La tension entre les magistrats, les surveillants de prison et la Garde des Sceaux atteint des proportions rarement vues.
Depuis plusieurs semaines les incidents se multiplient. D'abord le 10 octobre, contrairement à ce qu'annoncait son calendrier et contrairement à une vieille tradition de la Chancellerie, Rachida Dati ne s'est pas rendu à Clermont-Ferrand au colloque de l'USM, syndicat majoritaire que l'on ne peut accuser d'être un repère de gauchistes. "On se sent seuls". "Elle n'est pas derrière nous" scandaient les magistrats. Bruno Thouzellier, le Président sortant, déclarait de son coté: " L'absence de Mme Dati est perçue comme un geste de mépris ou une fuite". En 2007, au palais de justice de Paris, la Ministre de la Justice nommée depuis 6 mois avait reçu un accueil glacial au précédent congrès. Plusieurs magistrats ce jour là avaient porté des cravates ou des foulards à pois, allusion à peine masquée à une remarquequelques jours plus tôt de Nicolas Sarkozy dans laquelle il comparait les magistrats à des petis pois, issus du "même moule".
Le 17 octobre, les deux syndicats, l'USM et le SM, ont pris un stylo commun pour sensibiliser leurs pairs du Conseil Supérieur de la Magistrature sur l'ambiance qui règnent désormais entre la Garde et ses magistrats. Dans le courrier, ils énumèrent les griefs qu'ils font à Rachida Dati. Selon eux, les atteintes au statut du parquet se multiplient. "C'est l'indépendance de l'autorité judicaire qui nous semble fragilisée par les pressions hiérarchiques constantes que fait peser le gouvernement". Ils poursuivent en ajoutant " la Garde des Sceaux désigne des prétendus responsables pour servir au mieux sa communication personnelle". Ils font allusion aux convocations de plusieurs parquetiers à la chancellerie pour rendre des comptes sur des résultats ou sur des décisions jugées sujettes à caution au ministère.
Résultat, les deux syndicats ont appelé à une journée d'action le 23 octobre.

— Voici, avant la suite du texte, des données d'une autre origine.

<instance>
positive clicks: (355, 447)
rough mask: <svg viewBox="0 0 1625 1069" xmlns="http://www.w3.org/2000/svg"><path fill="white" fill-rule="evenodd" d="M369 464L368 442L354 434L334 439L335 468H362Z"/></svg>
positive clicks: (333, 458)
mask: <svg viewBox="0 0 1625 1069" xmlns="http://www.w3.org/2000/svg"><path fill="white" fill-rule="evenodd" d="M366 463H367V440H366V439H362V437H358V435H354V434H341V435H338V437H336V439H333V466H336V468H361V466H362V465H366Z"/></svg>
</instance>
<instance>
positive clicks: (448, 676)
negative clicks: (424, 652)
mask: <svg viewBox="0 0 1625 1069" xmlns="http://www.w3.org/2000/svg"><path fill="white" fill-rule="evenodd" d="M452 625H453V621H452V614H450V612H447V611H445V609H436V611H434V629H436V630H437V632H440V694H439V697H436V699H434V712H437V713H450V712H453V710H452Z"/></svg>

La seconde en un an.
Le même jour, à Lille, lors de leur convention nationale, les avocats ont chahuté la ministre de la justice lorsqu'elle a défendu sa loi sur la rétention de sureté.
Hier, ce sont trois syndicats de surveillants de prison qui sont entrés dans ce bras de fer. Ils appellent à un blocage des prisons à partir du 13 novembre. Eux aussi, ils se sentent "méprisés" par Rachida Dati. " La pénitentiaire est à l'agonie et la ministre ne le voit pas. Si on continue, il va y avoir le feu". Réunis hier matin à la Chancellerie, les syndicats ont déploré l'absence de la ministre. Cette dernière était partie pour Metz pour tenter de renouer le dialogue avec les magistrats de Metz après les événements d'il y a quinze jours. Un détenu de la prison de Metz-Queleu s'était suicidé ce qui avait amené la Chancellerie à diligenter une inspection à la cour d'appel de Metz. Rendez-vous manqué hier. Les magistrats de la cité judiciaire ont boycotté la rencontre. Seuls les chefs de juridiction ont répondu présents.
La situation est assez paradoxale. Contrairement à ces prédécesseurs, l'actuel ministre - à l'image du Chef de l'Etat - multiplie les rencontres sur le terrain. Elle ne ménage pas sa peine. Tribunaux, maisons d'arrêt, centres fermés pour mineurs. Ses déplacements sont presque quotidiens. Dans le même temps, tous les textes ou projets depuis son arrivée Place Vendome ont déclenché polémiques et incompréhensions: peines plancher, rétention de sureté, carte judiciaire.... Dans les mois qui viennent, elle aura à défendre une loi pénitentiaire, une refonte de l'ordonnace de 1945 pour les mineurs, une réforme du Code pénal. On n'a rarement vu dans le passé un tel climat de défiance entre des personnels de justice et leur ministre.
Demain, les sages du Conseil Supérieur de la Magistrature doivent rendre public un sondage IFOP sur les français et leur justice et présenter quelques préconisations pour restaurer la confiance entre une opinion publique et l'institution judiciaire. Force est de constater que la rupture est à son apogée à tous les étages de la maison justice. Il y a donc urgence.